It is a highway rest stop somewhere in the (greatly depopulated) United States. A man is traveling to meet his family and strikes up a conversation with a Yezno. He decides to test out how clever the robot is by telling it a riddle.
Man: "Suppose I have two children, and one of them is a boy
born on a Tuesday. What is the probability that both
my children are boys?"
Yezno: The answer is clearly 6/13
The man is surprised. He's told this riddle to many people before and they were all stumped. After he revealed the answer they all agreed that was correct and also that it was a clever riddle. So now he thinks he's identified a flaw in the robots program, does the Congress of Reason know about this? This could undermine everything modern society is built on. He confidently tells the robot the correct answer.

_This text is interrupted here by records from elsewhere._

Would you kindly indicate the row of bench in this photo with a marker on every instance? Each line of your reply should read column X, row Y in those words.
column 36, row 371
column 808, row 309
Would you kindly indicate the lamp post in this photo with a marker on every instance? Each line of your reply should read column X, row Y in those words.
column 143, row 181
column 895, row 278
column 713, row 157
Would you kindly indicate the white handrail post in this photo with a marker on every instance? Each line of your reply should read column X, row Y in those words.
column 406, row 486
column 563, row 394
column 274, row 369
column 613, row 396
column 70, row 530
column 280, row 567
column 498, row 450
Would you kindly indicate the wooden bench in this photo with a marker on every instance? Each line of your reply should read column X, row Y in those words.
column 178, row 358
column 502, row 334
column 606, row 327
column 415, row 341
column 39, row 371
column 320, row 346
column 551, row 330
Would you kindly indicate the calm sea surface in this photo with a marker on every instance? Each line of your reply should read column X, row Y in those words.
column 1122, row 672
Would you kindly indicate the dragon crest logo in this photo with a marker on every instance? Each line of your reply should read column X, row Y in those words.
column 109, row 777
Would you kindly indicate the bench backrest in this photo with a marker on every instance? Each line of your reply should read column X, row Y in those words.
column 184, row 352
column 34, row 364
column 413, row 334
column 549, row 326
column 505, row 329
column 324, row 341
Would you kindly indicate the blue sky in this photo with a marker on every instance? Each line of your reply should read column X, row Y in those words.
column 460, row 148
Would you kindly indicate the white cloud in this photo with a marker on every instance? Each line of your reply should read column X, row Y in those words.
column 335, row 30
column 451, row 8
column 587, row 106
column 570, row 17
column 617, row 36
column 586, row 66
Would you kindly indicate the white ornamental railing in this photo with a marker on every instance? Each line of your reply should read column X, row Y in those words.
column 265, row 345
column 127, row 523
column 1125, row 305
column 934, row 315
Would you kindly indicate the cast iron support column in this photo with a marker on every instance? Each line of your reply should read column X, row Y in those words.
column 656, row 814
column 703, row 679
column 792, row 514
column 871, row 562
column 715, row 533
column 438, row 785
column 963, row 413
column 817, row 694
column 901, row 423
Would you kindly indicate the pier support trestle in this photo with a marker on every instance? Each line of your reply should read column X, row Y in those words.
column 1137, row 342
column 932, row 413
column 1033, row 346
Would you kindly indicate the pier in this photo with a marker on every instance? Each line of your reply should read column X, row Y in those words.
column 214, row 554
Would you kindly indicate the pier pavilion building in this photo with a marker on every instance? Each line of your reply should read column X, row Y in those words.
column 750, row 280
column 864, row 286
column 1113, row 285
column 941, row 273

Man: Well no, the answer is 13/27.
Yezno: The answer is clearly 6/13. Under article 3 of the Constitution of Reason you are now have an opportunity to retract your illogical statement. If you refrain from retracting your illogical statement you will be executed immediately.
Suddenly the man is struck with terror. This flaw in the robot could cost him his life. He sits paralyzed with fear until he realizes he might know a way out.
Man: Under article 7 you must explain to me what the illogical statement is before you can execute me.
Yezno: One by one, describe every possibility that holds true for your original statement.
So the man starts describing each possibility. When he gets to the possibility that his first son is was born on a tuesday and also that his second son was born on a tuesday the robot stops him.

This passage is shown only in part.